When I read this morning that enrollment was up at Northeast Community College in Booneville, I was not surprised.
The college had 3,707 students enrolled when registration ended for the current semester. This marks a 275 student increase over the previous record set in the fall of 2007 and a 405 student boost over last year’s figure.
NEMCC President Dr. Johnny Allen said it’s impossible to attribute the rise in enrollment to any single factor, but he believes the college’s efforts to recruit more students have played a major role.
I was not surprised on a couple of levels.

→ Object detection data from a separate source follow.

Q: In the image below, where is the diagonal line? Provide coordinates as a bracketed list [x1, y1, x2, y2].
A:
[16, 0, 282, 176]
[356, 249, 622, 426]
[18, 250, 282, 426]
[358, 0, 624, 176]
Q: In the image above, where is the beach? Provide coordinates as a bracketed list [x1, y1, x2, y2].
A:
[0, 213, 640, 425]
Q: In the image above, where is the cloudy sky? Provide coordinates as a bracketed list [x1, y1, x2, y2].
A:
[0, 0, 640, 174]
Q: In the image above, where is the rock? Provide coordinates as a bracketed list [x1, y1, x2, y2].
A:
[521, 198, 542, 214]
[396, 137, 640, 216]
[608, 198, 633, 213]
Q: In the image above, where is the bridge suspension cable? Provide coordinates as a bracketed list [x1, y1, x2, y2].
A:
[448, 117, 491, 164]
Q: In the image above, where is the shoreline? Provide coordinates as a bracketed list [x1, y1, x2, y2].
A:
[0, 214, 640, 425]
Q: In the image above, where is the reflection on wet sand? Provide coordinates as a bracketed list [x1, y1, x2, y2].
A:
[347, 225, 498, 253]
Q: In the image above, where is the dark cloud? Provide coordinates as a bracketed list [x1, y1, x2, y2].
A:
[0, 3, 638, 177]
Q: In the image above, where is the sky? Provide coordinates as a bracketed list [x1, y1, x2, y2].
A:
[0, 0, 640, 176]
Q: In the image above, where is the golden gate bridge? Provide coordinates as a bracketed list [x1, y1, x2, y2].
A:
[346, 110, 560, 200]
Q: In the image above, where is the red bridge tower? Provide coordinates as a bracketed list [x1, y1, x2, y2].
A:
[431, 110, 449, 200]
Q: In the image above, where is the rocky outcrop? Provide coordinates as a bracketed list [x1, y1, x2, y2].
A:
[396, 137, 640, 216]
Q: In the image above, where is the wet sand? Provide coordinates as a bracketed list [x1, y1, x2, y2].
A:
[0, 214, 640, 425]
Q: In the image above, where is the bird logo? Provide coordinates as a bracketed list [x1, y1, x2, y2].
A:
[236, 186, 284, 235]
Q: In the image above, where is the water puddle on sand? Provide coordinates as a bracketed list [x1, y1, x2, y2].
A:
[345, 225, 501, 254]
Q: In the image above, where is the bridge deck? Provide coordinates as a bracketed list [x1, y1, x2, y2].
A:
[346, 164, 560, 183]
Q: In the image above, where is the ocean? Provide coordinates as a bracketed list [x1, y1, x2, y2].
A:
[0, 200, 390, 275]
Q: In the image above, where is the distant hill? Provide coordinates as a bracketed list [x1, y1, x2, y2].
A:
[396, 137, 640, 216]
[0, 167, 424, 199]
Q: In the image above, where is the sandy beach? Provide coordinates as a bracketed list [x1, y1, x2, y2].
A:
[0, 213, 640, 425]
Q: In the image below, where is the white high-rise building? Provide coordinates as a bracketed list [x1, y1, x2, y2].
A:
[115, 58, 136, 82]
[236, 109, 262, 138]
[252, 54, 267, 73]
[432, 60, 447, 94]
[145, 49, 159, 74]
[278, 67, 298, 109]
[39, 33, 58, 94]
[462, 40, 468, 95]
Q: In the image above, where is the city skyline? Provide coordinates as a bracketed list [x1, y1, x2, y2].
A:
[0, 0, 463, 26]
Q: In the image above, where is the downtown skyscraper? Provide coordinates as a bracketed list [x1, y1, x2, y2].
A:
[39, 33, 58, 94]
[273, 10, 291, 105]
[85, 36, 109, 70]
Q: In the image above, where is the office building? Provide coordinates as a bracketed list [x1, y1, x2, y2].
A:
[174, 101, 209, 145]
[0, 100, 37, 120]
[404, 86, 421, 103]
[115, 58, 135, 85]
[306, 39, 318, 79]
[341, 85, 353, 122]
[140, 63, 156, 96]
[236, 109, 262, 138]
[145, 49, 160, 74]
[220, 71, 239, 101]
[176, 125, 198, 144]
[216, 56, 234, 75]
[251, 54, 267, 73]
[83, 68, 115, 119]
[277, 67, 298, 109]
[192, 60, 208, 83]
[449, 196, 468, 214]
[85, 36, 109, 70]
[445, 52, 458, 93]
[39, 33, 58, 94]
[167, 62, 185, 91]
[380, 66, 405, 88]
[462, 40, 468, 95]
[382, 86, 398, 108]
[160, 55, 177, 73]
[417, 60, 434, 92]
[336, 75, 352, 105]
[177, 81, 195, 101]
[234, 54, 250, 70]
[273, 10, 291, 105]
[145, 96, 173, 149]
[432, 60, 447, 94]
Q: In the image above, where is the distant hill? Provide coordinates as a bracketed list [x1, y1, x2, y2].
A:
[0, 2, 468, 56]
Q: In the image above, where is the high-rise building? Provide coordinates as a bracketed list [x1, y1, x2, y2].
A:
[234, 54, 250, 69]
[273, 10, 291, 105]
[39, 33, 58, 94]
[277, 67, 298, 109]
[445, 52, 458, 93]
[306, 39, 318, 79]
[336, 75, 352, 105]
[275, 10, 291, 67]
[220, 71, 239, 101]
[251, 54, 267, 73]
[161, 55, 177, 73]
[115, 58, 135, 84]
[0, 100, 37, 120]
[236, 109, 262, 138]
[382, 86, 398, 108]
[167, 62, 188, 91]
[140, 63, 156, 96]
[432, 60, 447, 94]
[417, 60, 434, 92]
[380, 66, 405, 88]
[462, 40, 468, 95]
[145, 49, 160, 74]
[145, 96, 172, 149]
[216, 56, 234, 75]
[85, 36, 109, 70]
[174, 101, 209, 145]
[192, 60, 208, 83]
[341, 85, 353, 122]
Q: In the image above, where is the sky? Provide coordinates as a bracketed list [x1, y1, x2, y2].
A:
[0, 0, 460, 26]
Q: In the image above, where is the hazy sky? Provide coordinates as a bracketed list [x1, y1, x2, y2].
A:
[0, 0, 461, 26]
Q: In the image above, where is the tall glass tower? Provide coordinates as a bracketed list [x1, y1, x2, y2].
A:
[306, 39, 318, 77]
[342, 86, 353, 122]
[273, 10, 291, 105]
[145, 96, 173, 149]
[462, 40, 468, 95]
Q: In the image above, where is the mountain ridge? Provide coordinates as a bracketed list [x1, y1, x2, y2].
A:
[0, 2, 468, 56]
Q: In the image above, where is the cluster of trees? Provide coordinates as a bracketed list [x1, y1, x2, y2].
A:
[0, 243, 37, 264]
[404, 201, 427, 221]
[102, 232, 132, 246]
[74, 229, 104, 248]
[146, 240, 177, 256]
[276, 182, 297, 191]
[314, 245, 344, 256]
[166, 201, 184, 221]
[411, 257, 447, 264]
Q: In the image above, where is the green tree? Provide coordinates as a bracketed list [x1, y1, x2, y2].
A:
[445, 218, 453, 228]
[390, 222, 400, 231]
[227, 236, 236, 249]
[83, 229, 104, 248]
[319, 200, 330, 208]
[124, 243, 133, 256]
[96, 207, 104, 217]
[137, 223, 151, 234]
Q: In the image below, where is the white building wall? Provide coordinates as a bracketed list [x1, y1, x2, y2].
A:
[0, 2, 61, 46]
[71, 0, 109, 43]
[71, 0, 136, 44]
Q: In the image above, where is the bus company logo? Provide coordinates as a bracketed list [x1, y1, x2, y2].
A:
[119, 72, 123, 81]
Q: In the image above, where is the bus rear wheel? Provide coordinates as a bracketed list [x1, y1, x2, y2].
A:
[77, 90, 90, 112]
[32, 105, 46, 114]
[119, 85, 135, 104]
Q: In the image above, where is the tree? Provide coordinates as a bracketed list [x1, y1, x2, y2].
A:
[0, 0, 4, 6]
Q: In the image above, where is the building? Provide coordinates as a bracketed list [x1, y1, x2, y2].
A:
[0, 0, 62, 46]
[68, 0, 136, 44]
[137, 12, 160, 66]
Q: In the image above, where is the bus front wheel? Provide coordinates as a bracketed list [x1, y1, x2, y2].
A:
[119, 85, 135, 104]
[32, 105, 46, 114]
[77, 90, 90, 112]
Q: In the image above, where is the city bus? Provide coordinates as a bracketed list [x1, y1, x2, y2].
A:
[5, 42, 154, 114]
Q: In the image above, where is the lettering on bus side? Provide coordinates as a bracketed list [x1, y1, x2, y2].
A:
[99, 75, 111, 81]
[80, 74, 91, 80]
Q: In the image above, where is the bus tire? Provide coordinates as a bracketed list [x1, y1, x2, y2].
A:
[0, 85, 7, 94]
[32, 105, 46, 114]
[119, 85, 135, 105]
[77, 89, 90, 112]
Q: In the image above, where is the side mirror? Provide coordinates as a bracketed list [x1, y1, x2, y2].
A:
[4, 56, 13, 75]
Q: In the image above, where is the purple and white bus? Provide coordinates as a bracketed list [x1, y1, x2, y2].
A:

First, with the economy still making things hard on Mississippians, 2-year schools in the Magnolia State have a real value to offer families wanting to send their children to college. Plus, the education at the community college level is as good as anyone could expect. Without having all the numbers in front of me, tuition at Mississippi’s community colleges are signifcantly lower than than of their 4-year brothers. That’s a real value under any economic scenario.
Second, however, is the 4-year schools having to increase tuition, specifically, the four small schools — Alcorn State, Delta State, Mississippi University for Women and Mississippi Valley State.
When the Stacy Davidson, Scott Ross and the other members of the Institutions of Higher Learning decided to implement a funding formula that penalized the small schools, a result such as this could be expected. I suspect, when all is said and done, the four small 4-year schools will have decreased enrollment while the community colleges, as a whole, will be up as well as big schools like Ole Miss, Mississippi State and Southern Miss.
In the end, the community colleges are looking good.